If you have a rather large estate, then you might have heard of a legal document known as an A/B trust. Here are some common questions associated with an A/B trust.

1. What is an A/B trust?

An A/B trust is an estate planning device used by couples in which the surviving spouse utilizes the applicable estate tax exemption of the deceased spouse through the medium of a separate trust. It sounds complicated but in application it is straight-forward. If the estate tax is not amended for 2011, then the applicable exclusion amount will be $1 million. Consequently, if your estate then exceeds $1 million, then that portion will be subject to the estate tax. However, tax law favorably treats transfers among spouses and thereby an A/B trust comes into play. IRC §2056.

In regards to the estate tax, tax law allows the surviving spouse to utilize the deceased spouse' applicable exclusion amount when they pass away. 

For instance, Hal and Wendy were a married couple whose estate was worth $2 million. They also had two kids named Samuel and Donna. Hal unfortunately passed away in June 2011 in an auto accident (call me clairvoyant). Wendy is potentially faced with an enormous tax bill in that $1 million will be subject to the estate tax. Yet Hal and Wendy carefully planned for a day like this when they drafted their estate plan years earlier. 

Hal and Wendy's joint marital trust allowed for two additional trusts to be created when the first spouse passed away, an A trust, also known as a Survivor's trust and a B trust, also known as a Bypass or Credit Shelter trust. The B trust would be funded with Hal's applicable exclusion amount, namely $1 million. Conversely, the A trust would be funded with the remainder of the estate not allocated to the B trust. In this case, that would be $1 million. Thereby, Wendy would not have to pay the estate tax on Hal's passing even though his estate exceed the exclusion amount, $1 million.

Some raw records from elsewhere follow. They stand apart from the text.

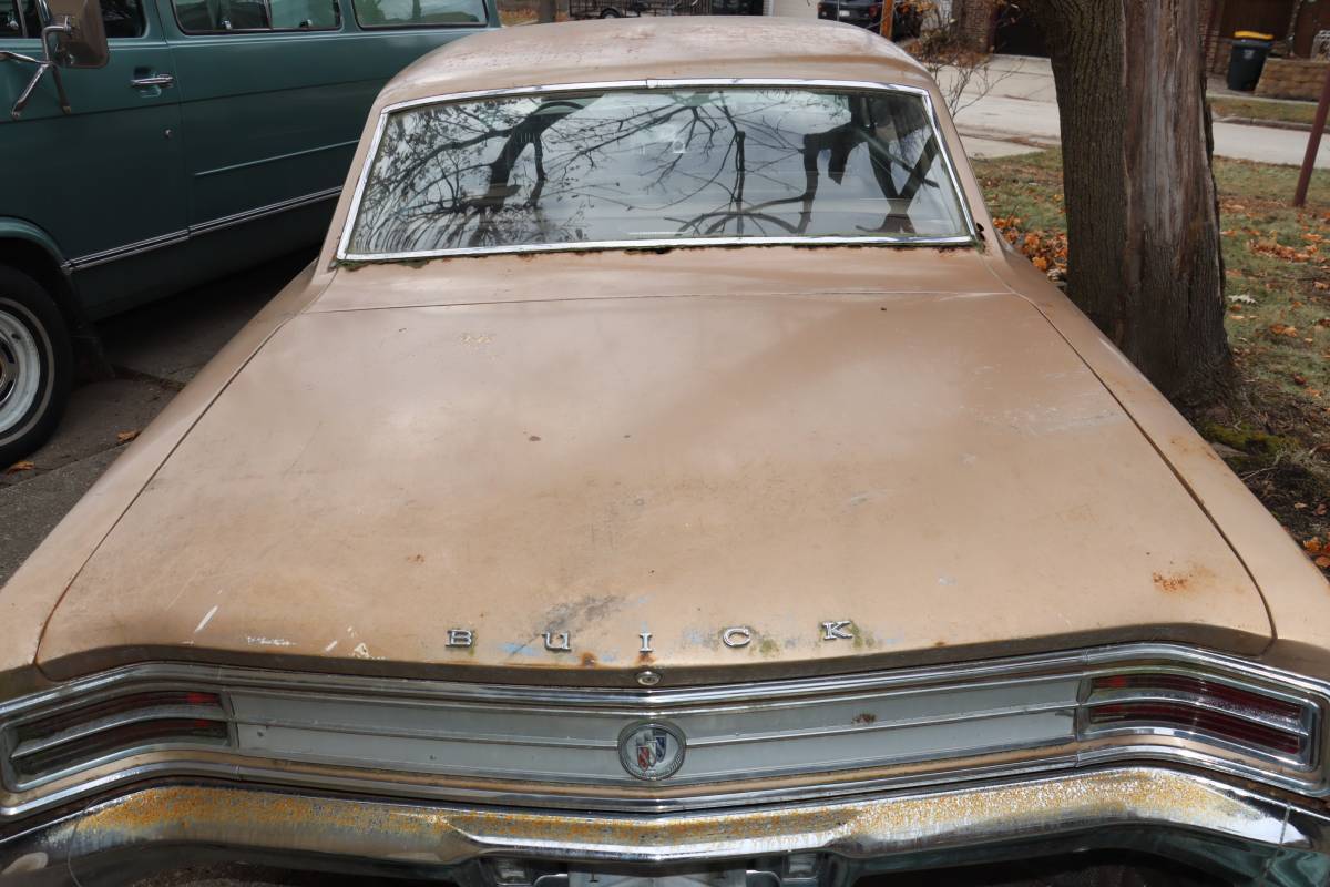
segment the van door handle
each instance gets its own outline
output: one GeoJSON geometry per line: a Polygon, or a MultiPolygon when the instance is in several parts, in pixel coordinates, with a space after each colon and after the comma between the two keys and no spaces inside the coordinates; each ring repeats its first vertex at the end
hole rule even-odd
{"type": "Polygon", "coordinates": [[[146,89],[148,86],[172,86],[176,82],[174,74],[148,74],[146,77],[134,77],[129,81],[129,85],[134,89],[146,89]]]}

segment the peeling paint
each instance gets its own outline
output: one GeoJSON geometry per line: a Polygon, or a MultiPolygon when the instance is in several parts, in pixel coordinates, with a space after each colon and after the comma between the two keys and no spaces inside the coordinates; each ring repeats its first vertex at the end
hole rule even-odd
{"type": "Polygon", "coordinates": [[[221,606],[219,604],[214,604],[213,609],[203,613],[203,618],[198,620],[198,626],[194,629],[194,634],[198,634],[205,628],[207,628],[207,624],[213,621],[214,616],[217,616],[217,610],[219,606],[221,606]]]}
{"type": "Polygon", "coordinates": [[[245,636],[245,642],[258,646],[295,646],[295,641],[287,641],[285,637],[255,637],[253,634],[245,636]]]}

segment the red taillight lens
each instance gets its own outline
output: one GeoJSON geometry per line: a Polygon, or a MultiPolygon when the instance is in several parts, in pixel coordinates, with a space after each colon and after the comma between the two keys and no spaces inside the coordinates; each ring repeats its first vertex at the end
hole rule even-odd
{"type": "Polygon", "coordinates": [[[1310,755],[1315,709],[1202,676],[1129,673],[1096,677],[1087,731],[1185,731],[1277,757],[1310,755]]]}
{"type": "MultiPolygon", "coordinates": [[[[77,742],[64,742],[43,747],[31,754],[16,753],[13,755],[13,766],[19,771],[19,775],[31,779],[138,746],[194,741],[222,745],[226,742],[226,738],[227,727],[223,721],[207,721],[205,718],[140,721],[122,727],[93,733],[77,742]]],[[[23,751],[23,746],[19,747],[19,751],[23,751]]]]}
{"type": "Polygon", "coordinates": [[[1252,711],[1269,713],[1274,717],[1298,719],[1302,717],[1303,706],[1277,697],[1244,690],[1230,684],[1208,681],[1204,677],[1190,674],[1111,674],[1095,678],[1096,690],[1166,690],[1173,693],[1192,693],[1198,697],[1225,702],[1228,705],[1250,709],[1252,711]]]}
{"type": "Polygon", "coordinates": [[[19,723],[9,759],[24,779],[140,746],[173,742],[225,745],[222,698],[197,690],[132,693],[19,723]]]}
{"type": "Polygon", "coordinates": [[[17,745],[23,745],[29,739],[43,739],[66,730],[93,725],[105,718],[114,718],[118,714],[142,711],[145,709],[181,709],[202,706],[221,709],[222,699],[215,693],[198,693],[194,690],[132,693],[129,696],[102,699],[101,702],[94,702],[93,705],[82,705],[77,709],[68,709],[60,714],[53,714],[40,721],[20,723],[15,730],[15,735],[17,745]]]}

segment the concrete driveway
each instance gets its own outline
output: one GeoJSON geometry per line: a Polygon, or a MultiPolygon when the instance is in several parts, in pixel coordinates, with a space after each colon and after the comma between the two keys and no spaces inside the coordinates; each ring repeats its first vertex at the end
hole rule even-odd
{"type": "Polygon", "coordinates": [[[0,585],[114,461],[126,439],[313,257],[313,250],[289,255],[98,326],[118,378],[77,388],[55,438],[28,457],[33,468],[0,475],[0,585]]]}
{"type": "MultiPolygon", "coordinates": [[[[946,89],[959,73],[946,69],[939,82],[946,89]]],[[[1057,90],[1047,59],[994,56],[987,76],[976,76],[962,93],[956,128],[972,156],[1001,157],[1037,145],[1057,145],[1057,90]]],[[[1214,124],[1214,153],[1220,157],[1264,164],[1299,165],[1310,133],[1297,129],[1214,124]]],[[[1317,168],[1330,169],[1330,138],[1321,142],[1317,168]]]]}

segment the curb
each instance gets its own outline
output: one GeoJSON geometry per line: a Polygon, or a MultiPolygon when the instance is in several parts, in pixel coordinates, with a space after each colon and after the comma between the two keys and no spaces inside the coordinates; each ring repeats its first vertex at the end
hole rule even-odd
{"type": "MultiPolygon", "coordinates": [[[[1293,120],[1261,120],[1260,117],[1216,117],[1217,124],[1237,124],[1238,126],[1260,126],[1261,129],[1295,129],[1310,133],[1311,124],[1299,124],[1293,120]]],[[[1330,125],[1326,126],[1330,132],[1330,125]]]]}

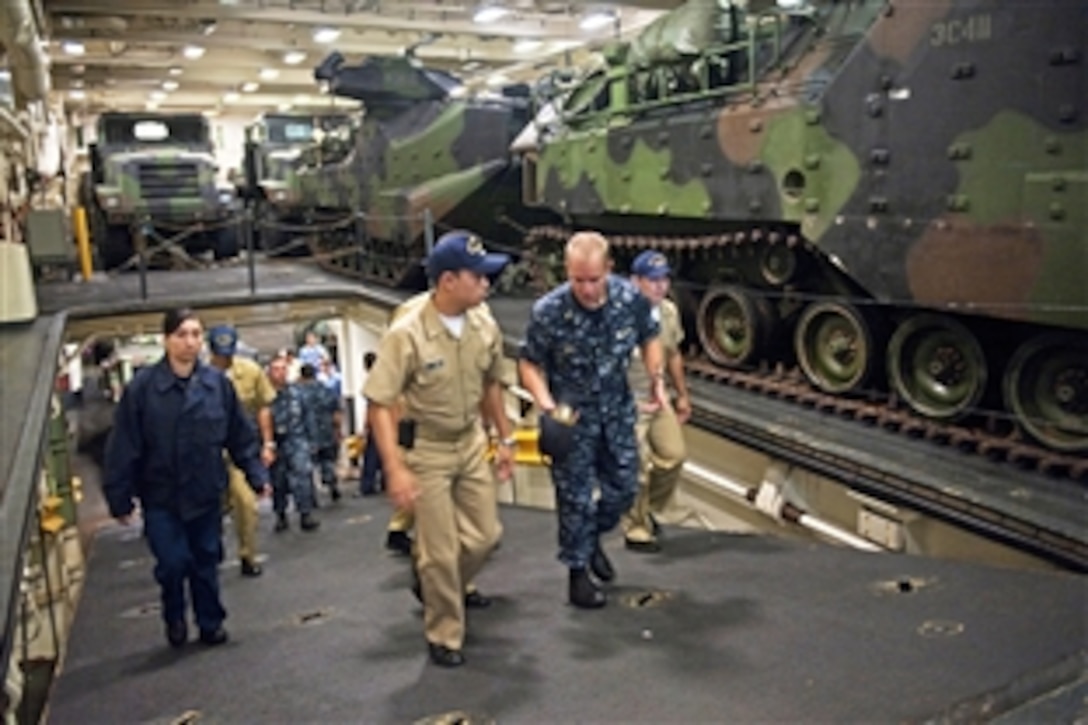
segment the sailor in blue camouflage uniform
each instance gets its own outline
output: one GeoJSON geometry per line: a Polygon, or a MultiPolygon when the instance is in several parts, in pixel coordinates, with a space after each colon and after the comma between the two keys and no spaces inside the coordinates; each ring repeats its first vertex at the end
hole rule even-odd
{"type": "Polygon", "coordinates": [[[321,482],[329,489],[333,501],[339,501],[336,484],[336,459],[339,457],[341,404],[339,395],[327,385],[318,382],[318,370],[304,362],[298,372],[298,386],[302,400],[313,413],[316,432],[313,463],[321,471],[321,482]]]}
{"type": "Polygon", "coordinates": [[[288,361],[277,355],[269,362],[269,380],[276,390],[272,402],[272,427],[276,457],[272,464],[272,508],[275,530],[287,529],[287,494],[295,499],[299,526],[312,531],[320,523],[313,516],[313,454],[317,423],[312,408],[296,383],[287,382],[288,361]]]}
{"type": "Polygon", "coordinates": [[[596,609],[606,599],[588,569],[602,581],[615,577],[599,537],[631,507],[639,488],[628,365],[640,348],[652,381],[652,404],[660,405],[664,358],[650,303],[629,281],[610,273],[604,236],[574,234],[565,263],[567,282],[533,305],[518,371],[542,410],[541,450],[552,458],[559,561],[570,569],[569,601],[596,609]],[[572,416],[566,414],[568,406],[572,416]],[[594,488],[599,488],[597,501],[594,488]]]}

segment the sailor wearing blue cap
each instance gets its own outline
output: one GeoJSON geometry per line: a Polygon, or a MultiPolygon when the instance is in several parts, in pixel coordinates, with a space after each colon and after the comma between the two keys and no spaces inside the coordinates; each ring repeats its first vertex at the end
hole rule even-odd
{"type": "MultiPolygon", "coordinates": [[[[272,401],[275,389],[268,376],[254,360],[236,356],[238,331],[228,324],[219,324],[208,331],[208,349],[212,367],[223,371],[234,384],[234,392],[249,420],[261,434],[261,462],[271,466],[275,460],[275,438],[272,431],[272,401]]],[[[227,466],[227,495],[225,508],[234,518],[238,537],[238,561],[243,576],[258,577],[261,565],[257,562],[257,496],[246,483],[246,478],[235,466],[227,466]]]]}
{"type": "Polygon", "coordinates": [[[386,492],[416,513],[417,593],[431,661],[444,667],[465,662],[465,585],[502,531],[481,409],[502,439],[498,477],[512,472],[503,335],[481,305],[508,262],[471,232],[444,234],[424,262],[431,294],[392,323],[363,386],[386,492]]]}
{"type": "MultiPolygon", "coordinates": [[[[647,398],[638,401],[639,419],[635,435],[642,465],[639,471],[639,493],[623,516],[623,540],[628,549],[653,553],[660,551],[658,527],[654,514],[660,514],[672,501],[688,451],[681,426],[691,416],[691,398],[684,379],[683,325],[680,311],[668,298],[671,269],[659,251],[647,249],[631,263],[631,281],[650,300],[651,314],[662,325],[658,337],[665,356],[665,380],[676,391],[672,405],[653,405],[647,398]]],[[[650,389],[645,368],[638,364],[634,352],[628,379],[633,391],[650,389]]]]}

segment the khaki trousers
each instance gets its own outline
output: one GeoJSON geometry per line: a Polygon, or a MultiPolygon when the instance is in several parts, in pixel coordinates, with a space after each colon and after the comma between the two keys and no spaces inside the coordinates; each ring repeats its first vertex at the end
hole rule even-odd
{"type": "Polygon", "coordinates": [[[394,508],[390,524],[385,528],[387,531],[411,531],[411,527],[415,525],[416,515],[411,509],[394,508]]]}
{"type": "Polygon", "coordinates": [[[238,534],[238,557],[250,562],[257,557],[257,494],[246,481],[246,475],[227,464],[227,487],[224,508],[234,519],[238,534]]]}
{"type": "Polygon", "coordinates": [[[669,505],[688,448],[676,410],[662,408],[656,413],[640,414],[634,427],[639,441],[639,493],[631,511],[623,517],[623,536],[628,541],[654,540],[651,514],[659,514],[669,505]]]}
{"type": "Polygon", "coordinates": [[[416,439],[405,463],[416,476],[416,570],[426,639],[454,650],[465,641],[465,583],[491,554],[502,529],[495,477],[479,426],[459,441],[416,439]]]}

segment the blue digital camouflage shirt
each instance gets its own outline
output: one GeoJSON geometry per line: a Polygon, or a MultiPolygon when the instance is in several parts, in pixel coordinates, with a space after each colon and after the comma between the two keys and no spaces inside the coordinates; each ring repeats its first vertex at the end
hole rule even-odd
{"type": "Polygon", "coordinates": [[[607,302],[595,310],[578,303],[569,282],[537,299],[519,353],[544,372],[556,403],[583,416],[633,410],[631,353],[659,332],[638,287],[616,275],[607,285],[607,302]]]}
{"type": "Polygon", "coordinates": [[[281,389],[270,407],[275,442],[281,455],[289,455],[296,451],[308,455],[314,450],[318,440],[317,418],[297,383],[288,383],[281,389]]]}
{"type": "Polygon", "coordinates": [[[339,410],[339,398],[331,388],[317,380],[295,383],[304,405],[313,414],[314,435],[311,443],[320,451],[336,445],[336,425],[333,416],[339,410]]]}

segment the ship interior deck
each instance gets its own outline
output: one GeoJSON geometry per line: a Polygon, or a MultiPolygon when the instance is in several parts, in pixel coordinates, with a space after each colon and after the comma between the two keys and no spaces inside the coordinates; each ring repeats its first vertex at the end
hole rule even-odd
{"type": "MultiPolygon", "coordinates": [[[[285,294],[398,298],[305,263],[262,263],[255,274],[255,303],[285,294]]],[[[227,304],[246,298],[247,284],[244,267],[154,273],[148,300],[135,275],[42,284],[42,317],[0,329],[4,480],[32,465],[15,455],[25,441],[11,423],[40,403],[33,383],[53,316],[227,304]]],[[[516,340],[528,300],[498,299],[494,308],[516,340]]],[[[985,458],[964,463],[955,451],[879,430],[858,437],[856,423],[743,392],[696,392],[704,409],[728,408],[741,426],[734,430],[775,428],[792,443],[910,474],[915,490],[957,499],[957,509],[999,512],[1075,546],[1088,538],[1081,482],[985,458]],[[787,418],[790,432],[781,433],[787,418]]],[[[85,505],[92,502],[88,495],[85,505]]],[[[11,512],[3,513],[7,525],[11,512]]],[[[440,669],[426,662],[407,562],[381,546],[387,513],[384,501],[348,497],[324,507],[310,536],[271,533],[265,512],[264,576],[244,579],[231,566],[236,557],[225,558],[232,641],[178,652],[162,637],[138,529],[104,525],[94,536],[49,720],[417,722],[460,712],[465,722],[1055,722],[1086,714],[1088,588],[1078,574],[667,528],[665,551],[654,556],[626,553],[610,538],[619,569],[611,604],[583,612],[565,604],[554,514],[514,506],[502,512],[503,545],[479,582],[495,603],[470,615],[468,664],[440,669]]]]}

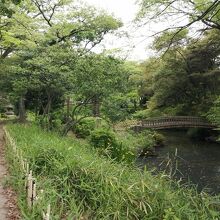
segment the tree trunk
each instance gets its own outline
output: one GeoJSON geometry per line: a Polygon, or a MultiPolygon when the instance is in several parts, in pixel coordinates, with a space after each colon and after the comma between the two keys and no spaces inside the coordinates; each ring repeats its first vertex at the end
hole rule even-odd
{"type": "Polygon", "coordinates": [[[66,121],[70,119],[70,97],[66,100],[66,121]]]}
{"type": "Polygon", "coordinates": [[[96,95],[94,98],[93,98],[93,108],[92,108],[92,111],[93,111],[93,116],[94,117],[100,117],[100,97],[99,95],[96,95]]]}
{"type": "Polygon", "coordinates": [[[25,111],[25,104],[24,104],[24,97],[20,97],[19,100],[19,122],[24,123],[26,122],[26,111],[25,111]]]}

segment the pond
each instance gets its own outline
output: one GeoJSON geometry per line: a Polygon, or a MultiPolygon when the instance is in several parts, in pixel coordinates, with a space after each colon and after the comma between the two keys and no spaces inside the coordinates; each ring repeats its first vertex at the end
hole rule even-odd
{"type": "Polygon", "coordinates": [[[186,132],[163,131],[165,146],[156,149],[158,156],[139,158],[153,172],[166,171],[182,183],[197,186],[198,191],[220,193],[220,144],[190,139],[186,132]]]}

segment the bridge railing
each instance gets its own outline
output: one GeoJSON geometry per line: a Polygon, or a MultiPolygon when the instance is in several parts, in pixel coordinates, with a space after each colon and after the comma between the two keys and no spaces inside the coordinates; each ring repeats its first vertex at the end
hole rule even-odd
{"type": "Polygon", "coordinates": [[[207,120],[200,117],[191,116],[173,116],[173,117],[158,117],[142,120],[141,126],[143,127],[215,127],[211,125],[207,120]]]}

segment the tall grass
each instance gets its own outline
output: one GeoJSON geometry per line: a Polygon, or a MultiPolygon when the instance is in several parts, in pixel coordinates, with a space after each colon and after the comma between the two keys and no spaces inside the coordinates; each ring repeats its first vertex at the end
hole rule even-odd
{"type": "MultiPolygon", "coordinates": [[[[25,219],[41,219],[52,207],[52,219],[219,219],[220,198],[180,187],[165,175],[152,176],[132,166],[100,157],[87,144],[37,127],[7,126],[31,164],[44,195],[32,212],[20,193],[25,219]]],[[[12,155],[8,152],[9,161],[12,155]]],[[[12,184],[22,192],[22,177],[11,164],[12,184]]]]}

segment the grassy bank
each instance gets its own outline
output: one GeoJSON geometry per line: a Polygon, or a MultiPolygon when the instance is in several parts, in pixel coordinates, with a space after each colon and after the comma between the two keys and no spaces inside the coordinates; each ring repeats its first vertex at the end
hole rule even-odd
{"type": "Polygon", "coordinates": [[[52,219],[218,219],[219,197],[197,194],[165,175],[99,156],[77,139],[61,138],[37,127],[10,125],[7,129],[29,161],[38,189],[44,190],[32,212],[23,194],[23,177],[13,155],[10,183],[19,193],[24,219],[41,219],[52,207],[52,219]]]}

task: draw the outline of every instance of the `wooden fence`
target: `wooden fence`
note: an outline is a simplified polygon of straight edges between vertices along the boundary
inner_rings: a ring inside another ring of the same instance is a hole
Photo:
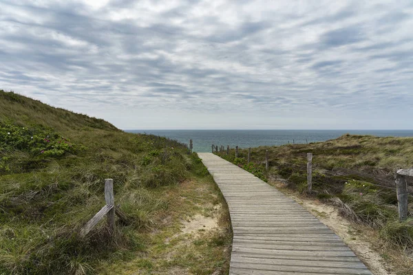
[[[120,210],[119,206],[115,206],[112,179],[105,179],[105,201],[106,205],[81,229],[81,236],[85,236],[105,215],[107,217],[107,226],[112,233],[115,231],[115,214],[123,223],[129,223],[128,217]]]
[[[293,141],[294,142],[294,141]],[[223,147],[223,146],[222,146]],[[218,146],[217,146],[218,148]],[[222,150],[223,151],[223,150]],[[213,152],[213,145],[212,153]],[[218,153],[218,149],[215,150]],[[229,145],[226,147],[226,155],[229,155]],[[235,157],[238,157],[239,148],[235,146]],[[251,161],[251,148],[248,148],[247,153],[247,164]],[[268,164],[268,151],[265,152],[265,169],[266,171],[269,170]],[[399,208],[399,219],[400,221],[404,221],[408,216],[408,197],[409,192],[407,189],[407,177],[413,177],[413,168],[410,169],[400,169],[396,172],[396,192],[397,194],[397,204]],[[313,191],[313,153],[307,153],[307,188],[308,193]]]

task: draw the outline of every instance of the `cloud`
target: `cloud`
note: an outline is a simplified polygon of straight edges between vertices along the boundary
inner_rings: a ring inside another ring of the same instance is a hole
[[[413,115],[412,13],[408,1],[6,0],[0,89],[123,129],[388,127]]]

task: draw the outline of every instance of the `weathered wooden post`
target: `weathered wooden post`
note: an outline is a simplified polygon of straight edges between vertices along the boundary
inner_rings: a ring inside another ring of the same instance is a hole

Years later, Wendy passes on and leaves everything to her two children Samuel and Donna. At her death, Wendy's A trust is worth $800,00 and the B trust is worth $900,000. Had a B trust not been created, Samuel and Donna would have to pay the estate tax because Wendy's estate exceeds the applicable exclusion amount, $1 million. In particular, Wendy's estate would be subject to roughly a 43% tax on $700,000, the amount over the $1 million estate tax exemption. However, since Hal and Wendy created an A/B trust, their children are spared from paying the estate tax. The reason for this is because the B trust is not included in Wendy's estate for estate tax purposes.

This example assumes that the estate tax is not amended from the $1 million exemption amount that comes into effect in 2011.  

2. Are there any important prerequisites for creating an A/B trust?

Yes, since federal law does not recognize same-sex partnerships, only heterosexual couples may take advantage of an A/B trust.1 USC §7. Furthermore, only U.S. citizens may create an A/B trust. IRC §2056(d)(4).

3. Do I need an A/B trust?

The answer to this question is not a simple yes or no response. An A/B trust only comes into play when married couples have an estate larger than the applicable estate tax exemption amount. For instance, if Hal and Wendy 's estate from example 1 was $200,000, then it would not make sense to create an A/B trust since the estate tax would not be an issue for them.  However, it is reasonable to assert that the net worth of couples can change dramatically over time, whether through employment or good fortune. Hence, it would be imprudent to say that an A/B trust is never appropriate. Ultimately, each couple's situation needs to be evaluated on a case by case basis.

4. What are the benefits of an A/B trust?

The main reason why an A/B trust is drafted is to lessen the effects of the estate tax. An A/B trust essentially allows a married couple to leave twice the applicable estate tax exemption amount to their beneficiaries free of tax. For example, if the estate tax exemption is increased to $3.5 million, this basically allows parents to leave to their children $7 million tax free.

5. What are some of the costs of an A/B trust?

Since there are multiple trusts involved, there is a large amount of administrative work involved. This takes the form of filing tax returns, segregating the trusts assets, following the terms of the two trusts, distributing the assets in accordance with the terms of the trust, etc.